Real-life scenario: you build a website for job offers, candidates come in searching for listings that suit them, but find none, or find just a few that are not satisfactory. Either they keep coming to the website doing a search (let’s say they use the keywords “veterinar* cat” because they want to take care of animals, and like cats above all), or they subscribe to the RSS feed for that search (if your site offers one)… or they “save” this preference, and have the site send them an email as soon as a new offer pops up that matches their search, and this is where this article comes in.
Now, it’s easy to save the keywords for each user in a MySQL table, but how easy is it to check if the text of new messages matches said keywords? In PHP, you would go about building an array of keywords, and using strpos() on each of them to see if they are all contained in the text.
In MySQL you have the INSTR() which is the equivalent of PHP’s strpos(), but you cannot store arrays in a field (I mean real arrays, not serialized ones), and storing as many rows as the keywords are is going to be troublesome, as normalization isn’t needed: a “set of keywords” is mostly unique to each user subscribing to a search, so it makes sense to store them in a text field in the form of “keyword1,keyword2,keyword3,…”; again, if you were in PHP, you would do a explode(“,”,$keywords) to obtain the array of keywords, but in MySQL there is no such function, so you pretty much have to create one.
Ideally, you need a function where you pass the known document/text to match against (the concatenated subject and the body of the job offer, in this example), the string in the form “keyword1,…,keywordN“, and a parameter which tells the function that the delimiter (“glue” in PHP’s explode/implode) is a comma, so:
somefunction(document, keywords, delimiter)
This function would then return a positive integer if all of the keywords are present in the text, or 0 otherwise.
The function I put together by scraping info around was:
DELIMITER ;; DROP FUNCTION IF EXISTS `matchkwdarray`;; CREATE FUNCTION `matchkwdarray`(`str` text, `arr` text, `delimit` tinytext) RETURNS char(1) CHARSET utf8 DETERMINISTIC BEGIN DECLARE i INT DEFAULT 1; DECLARE matches INT DEFAULT 1; DECLARE token TINYTEXT; label:WHILE(matches>0) DO SET token=replace(substring(substring_index(arr, delimit, i), length(substring_index(arr, delimit, i - 1)) + 1), delimit, ''); IF token='' THEN LEAVE label; END IF; SET matches=INSTR(str, token); SET i=i+1; END WHILE; RETURN matches; END;; DELIMITER ;
To add this to your MySQL database, you can either connect via CLI, or, as most people with a website on a shared hosting, not having command-line access, using a database frontend; phpMyAdmin, bloated as it is, doesn’t support functions/routines, so you need another one, and I found Adminer to be a massively better alternative, performance and flexibility-wise, and it’s only a 150kb-something single PHP file, which makes it all the better.

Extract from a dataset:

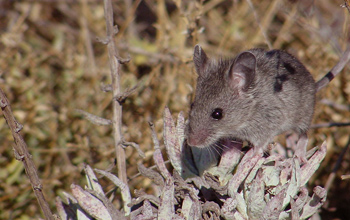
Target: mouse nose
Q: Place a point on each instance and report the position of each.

So, when you test the function, you have the following:
SELECT matchkwdarray('this is just a very simple test', 'just,test', ',') Returns: 2 SELECT matchkwdarray('this is just a very simple test', 'some,stuff', ',') Returns: 0 SELECT matchkwdarray('this is just a very simple test', 'this,very,stuff', ',') Returns: 0
The function is resource efficient: as soon as a keyword is not in the text, it stops processing the keywords array. Surely, if you don’t want a 100% match but are fine with lower than that, you can easily modify the function to “stream” the whole keywords array, even removing the last character off each keywords to allow some variations, and return a percentage match which you can then evaluate later on.